What do coffee, roasted asparagus and French fries have in common? They all contain traces of acrylamide, a chemical produced when heating some food during high-temperature cooking processes. This natural byproduct is the reason state manufacturers and retailers are mandated to label certain food products—such as potato chips and breakfast cereals—as having ingredients known to the state to cause cancer. Failing to do so can cost California businesses dearly.
In this episode of The Workplace, CalChamber Executive Vice President and General Counsel Erika Frank and CalChamber Policy Advocate Adam Regele discuss Proposition 65 and how it has been used as a vehicle to unscrupulously sue businesses across the state.
‘Ripe for Litigation’
What started off as a ballot initiative to inform Californians about the chemicals in their drinking water has snowballed into the most far-reaching consumer right-to-know law in the nation, Regele tells Frank.
A small component in the 1986 Proposition 65 ballot initiative, also known as the Safe Drinking Water and Toxic Enforcement Act, extended the “right to know” to also include consumer products. Regardless of the concentration of a Proposition 65 listed chemical in a product, the law requires that businesses issue consumer warnings if a “reasonable consumer” is being exposed to the particular chemical.
“What is ‘reasonable,’ and what the average consumer consumes is a very difficult assessment and ripe for litigation,” explains Regele.
The most problematic part of the law for businesses is Proposition 65’s private right of action provision, enabling individuals to sue businesses on behalf of the public interest, Regele says.
“[Businesses’] exposure liability is not just to the attorney general, but to any bounty hunter out there,” he says.
An issue with the law is that it requires a cancer warning even if trace chemicals present in the product—not the product itself—meet the state’s conservative exposure levels for triggering the warning requirement. As an example, acrylamide is one of the chemicals on the Proposition 65 chemicals list.
“Acrylamide also is a naturally occurring substance as a byproduct of the roasting of these different food products,” says Regele. “For example, when you roast asparagus, when you bake bread and when you roast coffee beans. Acrylamide is not a chemical added by the manufacturer or the employer; it is a byproduct of that roasting process, so you can’t remove it from the product.”
Yet under Proposition 65, bounty hunters only need to show that the chemical is present and that the product contains that chemical. The burden is now on the business to show that the level of exposure is far below the Proposition 65 safe harbor level, Regele explains.
“If you are under that safe harbor level, you…do not have to warn,” he tells Frank. “The problem is if you don’t warn and get sued, the cost to defend is still significant.”
Fines can reach as high as $2,500 per violation per day, Regele says.
Proposition 65 is enforced by the Attorney General and a cottage industry of bounty hunters. It is where the Attorney General does not see an issue with a product that bounty hunters will show up and go after a company. Moreover, Regele says, the burden of proof lies with the company—businesses are on the hook for hiring experts and conducting chemical concentration reports.
“What really happens as a prudent business decision maker, is that it is cheaper to settle,” says Regele.

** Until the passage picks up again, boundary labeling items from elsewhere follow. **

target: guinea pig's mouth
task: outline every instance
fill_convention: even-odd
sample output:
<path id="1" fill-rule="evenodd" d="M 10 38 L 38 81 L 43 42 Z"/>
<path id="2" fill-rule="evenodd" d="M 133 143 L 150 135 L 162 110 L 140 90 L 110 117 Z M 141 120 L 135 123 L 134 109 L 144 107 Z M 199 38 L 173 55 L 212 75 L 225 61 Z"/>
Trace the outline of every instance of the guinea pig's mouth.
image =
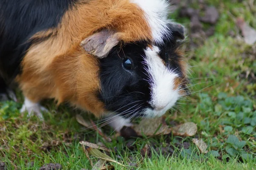
<path id="1" fill-rule="evenodd" d="M 161 109 L 148 108 L 144 109 L 142 112 L 141 115 L 143 117 L 148 118 L 160 117 L 166 113 L 168 110 L 170 110 L 173 105 L 174 104 L 172 103 L 169 103 Z"/>

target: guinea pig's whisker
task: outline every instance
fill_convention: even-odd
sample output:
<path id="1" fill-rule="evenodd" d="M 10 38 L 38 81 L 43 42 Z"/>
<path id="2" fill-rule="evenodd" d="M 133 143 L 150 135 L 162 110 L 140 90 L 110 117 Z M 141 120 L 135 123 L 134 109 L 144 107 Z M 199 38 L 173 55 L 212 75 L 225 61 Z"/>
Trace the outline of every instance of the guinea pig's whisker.
<path id="1" fill-rule="evenodd" d="M 139 108 L 137 108 L 136 109 L 139 109 L 141 107 L 141 106 L 140 107 L 139 107 Z M 129 119 L 132 119 L 133 117 L 134 117 L 134 116 L 135 116 L 136 115 L 137 115 L 137 114 L 138 114 L 138 113 L 139 113 L 139 112 L 140 112 L 140 111 L 137 111 L 136 113 L 134 113 L 134 114 L 133 115 L 133 116 L 131 116 L 131 117 L 130 117 L 130 118 L 129 118 Z M 126 117 L 127 117 L 128 116 L 129 116 L 129 114 L 128 114 L 128 115 L 127 115 L 127 116 L 125 116 L 125 118 L 126 118 Z M 133 122 L 133 122 L 132 122 L 131 123 L 132 123 L 132 122 Z M 120 127 L 122 127 L 122 125 L 124 124 L 124 122 L 122 122 L 122 124 L 121 124 L 120 125 L 119 125 L 119 126 L 118 127 L 117 127 L 115 129 L 115 130 L 113 130 L 113 132 L 112 132 L 112 133 L 111 133 L 110 134 L 110 136 L 111 136 L 111 135 L 112 135 L 112 134 L 113 133 L 114 133 L 114 132 L 115 132 L 115 131 L 116 131 L 116 130 L 117 130 L 117 129 L 118 129 L 119 128 L 120 128 Z"/>
<path id="2" fill-rule="evenodd" d="M 137 115 L 137 113 L 138 113 L 140 112 L 140 111 L 138 111 L 137 112 L 135 113 L 129 119 L 132 118 L 132 117 L 134 117 L 135 115 Z M 114 132 L 116 131 L 116 130 L 117 129 L 118 129 L 119 128 L 122 127 L 123 125 L 124 124 L 124 122 L 122 122 L 120 125 L 119 125 L 117 128 L 116 128 L 115 129 L 115 130 L 110 134 L 110 136 L 111 136 L 111 135 L 112 135 L 112 134 L 114 133 Z"/>
<path id="3" fill-rule="evenodd" d="M 133 104 L 133 103 L 136 103 L 136 102 L 141 102 L 141 101 L 142 101 L 142 100 L 138 100 L 138 101 L 135 101 L 135 102 L 132 102 L 131 103 L 130 103 L 129 105 L 131 105 L 131 104 Z M 131 109 L 131 108 L 133 108 L 133 107 L 136 106 L 137 106 L 137 105 L 139 105 L 139 104 L 137 104 L 137 105 L 135 105 L 134 106 L 133 106 L 133 107 L 132 107 L 130 108 L 129 109 L 128 109 L 128 110 L 125 110 L 125 111 L 124 111 L 123 112 L 126 111 L 127 111 L 128 110 L 129 110 L 130 109 Z M 118 111 L 118 110 L 119 110 L 120 109 L 121 109 L 123 108 L 124 108 L 124 107 L 125 107 L 125 106 L 126 106 L 125 105 L 125 106 L 123 106 L 123 107 L 121 107 L 121 108 L 118 108 L 117 110 L 115 110 L 115 111 L 114 111 L 114 112 L 112 112 L 111 113 L 110 113 L 110 114 L 112 114 L 112 113 L 115 113 L 116 112 L 116 111 Z M 122 113 L 119 113 L 119 114 L 122 114 Z M 116 116 L 119 116 L 119 114 L 116 114 Z M 93 123 L 96 123 L 96 122 L 99 122 L 99 121 L 102 121 L 102 120 L 105 120 L 105 119 L 109 119 L 108 118 L 105 118 L 105 119 L 100 119 L 100 120 L 97 120 L 97 121 L 95 121 L 95 122 L 93 122 Z"/>
<path id="4" fill-rule="evenodd" d="M 203 88 L 203 89 L 201 89 L 200 90 L 199 90 L 199 91 L 195 91 L 195 92 L 192 92 L 192 93 L 190 93 L 187 94 L 185 94 L 184 95 L 180 96 L 187 96 L 187 95 L 190 95 L 190 94 L 195 94 L 195 93 L 198 93 L 199 91 L 202 91 L 202 90 L 206 89 L 206 88 L 208 88 L 208 87 L 210 87 L 210 86 L 212 86 L 212 85 L 214 85 L 214 84 L 216 84 L 217 83 L 217 82 L 215 82 L 214 83 L 212 83 L 212 84 L 211 84 L 210 85 L 208 85 L 208 86 L 205 87 L 204 88 Z"/>
<path id="5" fill-rule="evenodd" d="M 93 122 L 93 123 L 96 123 L 96 122 L 99 122 L 99 121 L 102 121 L 102 120 L 105 120 L 104 121 L 103 121 L 103 122 L 100 122 L 100 123 L 98 123 L 98 124 L 96 124 L 96 125 L 96 125 L 96 126 L 97 126 L 97 125 L 100 125 L 100 124 L 102 124 L 102 123 L 104 123 L 104 122 L 107 122 L 107 121 L 108 121 L 108 120 L 109 120 L 111 119 L 113 119 L 113 118 L 114 118 L 114 117 L 116 117 L 116 116 L 118 116 L 121 115 L 122 114 L 123 114 L 123 113 L 126 113 L 125 112 L 127 112 L 127 111 L 129 110 L 130 109 L 131 109 L 132 108 L 134 108 L 134 107 L 136 107 L 136 106 L 137 105 L 139 105 L 139 104 L 137 104 L 137 105 L 134 105 L 134 106 L 133 106 L 132 107 L 131 107 L 131 108 L 128 108 L 128 109 L 127 109 L 126 110 L 125 110 L 125 111 L 124 111 L 122 112 L 122 113 L 119 113 L 119 114 L 116 114 L 116 115 L 115 115 L 115 116 L 111 116 L 111 117 L 108 117 L 108 118 L 105 118 L 105 119 L 101 119 L 101 120 L 98 120 L 98 121 L 95 121 L 95 122 Z M 121 109 L 121 108 L 120 108 L 120 109 Z M 135 109 L 134 109 L 134 110 L 135 110 Z M 132 111 L 134 111 L 133 110 L 132 110 Z M 91 126 L 91 127 L 88 127 L 88 128 L 85 128 L 85 129 L 83 129 L 83 130 L 86 130 L 86 129 L 88 129 L 88 128 L 92 128 L 92 127 L 93 127 L 93 126 Z"/>
<path id="6" fill-rule="evenodd" d="M 140 101 L 136 101 L 136 102 L 132 102 L 132 103 L 131 103 L 130 104 L 132 104 L 132 103 L 135 103 L 135 102 L 140 102 Z M 137 108 L 136 108 L 136 109 L 134 109 L 134 110 L 130 110 L 130 111 L 129 111 L 129 112 L 127 112 L 128 110 L 129 110 L 131 109 L 131 108 L 134 108 L 134 107 L 136 107 L 136 106 L 137 106 L 138 105 L 139 105 L 139 104 L 137 104 L 137 105 L 134 105 L 134 106 L 133 106 L 133 107 L 131 107 L 131 108 L 128 108 L 128 109 L 127 109 L 126 110 L 125 110 L 125 111 L 124 111 L 122 112 L 122 113 L 119 113 L 119 114 L 116 114 L 116 115 L 115 115 L 115 116 L 111 116 L 111 117 L 109 117 L 109 118 L 105 118 L 105 119 L 101 119 L 101 120 L 98 120 L 98 121 L 95 121 L 95 122 L 93 122 L 93 123 L 95 123 L 95 122 L 99 122 L 99 121 L 102 121 L 102 120 L 105 120 L 104 121 L 103 121 L 103 122 L 100 122 L 100 123 L 98 123 L 97 124 L 96 124 L 96 125 L 93 125 L 93 126 L 91 126 L 91 127 L 88 127 L 88 128 L 85 128 L 85 129 L 83 129 L 83 130 L 86 130 L 86 129 L 88 129 L 88 128 L 92 128 L 92 127 L 93 127 L 93 126 L 98 126 L 98 125 L 100 125 L 100 124 L 102 124 L 102 123 L 104 123 L 104 122 L 108 122 L 108 121 L 109 121 L 109 120 L 111 119 L 113 119 L 113 118 L 115 118 L 115 117 L 116 117 L 116 116 L 120 116 L 120 115 L 122 115 L 122 114 L 126 114 L 126 113 L 128 113 L 129 112 L 134 112 L 134 111 L 135 111 L 135 110 L 136 110 L 137 109 Z M 142 104 L 140 104 L 140 105 L 139 105 L 139 106 L 138 106 L 138 107 L 139 107 L 141 105 L 142 105 Z M 119 108 L 119 109 L 121 109 L 122 108 L 123 108 L 123 107 L 125 107 L 125 106 L 123 106 L 123 107 L 122 107 L 122 108 Z M 118 110 L 119 109 L 118 109 L 117 110 Z M 112 113 L 114 113 L 114 112 L 113 112 Z M 108 122 L 108 123 L 107 123 L 107 124 L 105 124 L 105 125 L 103 125 L 102 126 L 101 126 L 101 127 L 100 127 L 100 128 L 102 128 L 102 127 L 103 127 L 103 126 L 105 126 L 105 125 L 108 125 L 108 124 L 109 124 L 109 123 L 111 123 L 111 122 L 113 122 L 113 121 L 115 121 L 115 120 L 114 120 L 113 121 L 112 121 L 112 122 Z M 90 133 L 90 132 L 93 132 L 93 131 L 94 131 L 94 130 L 93 130 L 93 131 L 90 131 L 90 132 L 89 133 Z M 87 134 L 87 133 L 86 133 L 86 134 Z"/>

Under Proposition 65, manufacturers and employers must decide whether to settle even though they could win, or to litigate and spend thousands of dollars to win a case when it could have been cheaper to settle.
Cancer Warnings for Coffee
The regulations of Proposition 65 have incentivized manufacturers to avoid bounty hunters and place a warning label on their products pre-emptively. This has led to overwarning and it is a big concern for manufacturers, Regele says.
For example, coffee has never been considered a cancerous product, he explains, but bounty hunters sued coffee retailers and roasters, and a lower court ruled last year that cups of coffee sold to consumers do indeed fall under Proposition 65 warning requirements.
“Millions and millions of Americans drink [coffee] with no cancer risks at all and that was precisely why OEHHA [California Office of Environmental Health Hazard Assessment] saw just how absurd the warning issue is becoming such that consumers were starting to ignore warning labels because they were everywhere and were becoming background noise,” Regele says. “Nobody was stopping their Starbucks purchase…because of a Proposition 65 warning.”
OEHHA this year finalized new regulations that exempt coffee from Proposition 65 despite having acrylamide. Unfortunately, other food products with naturally occurring acrylamide were not exempted, he adds.
The CalChamber will continue to work on behalf of employers to protect their business interests in the ongoing debate over Proposition 65 warnings.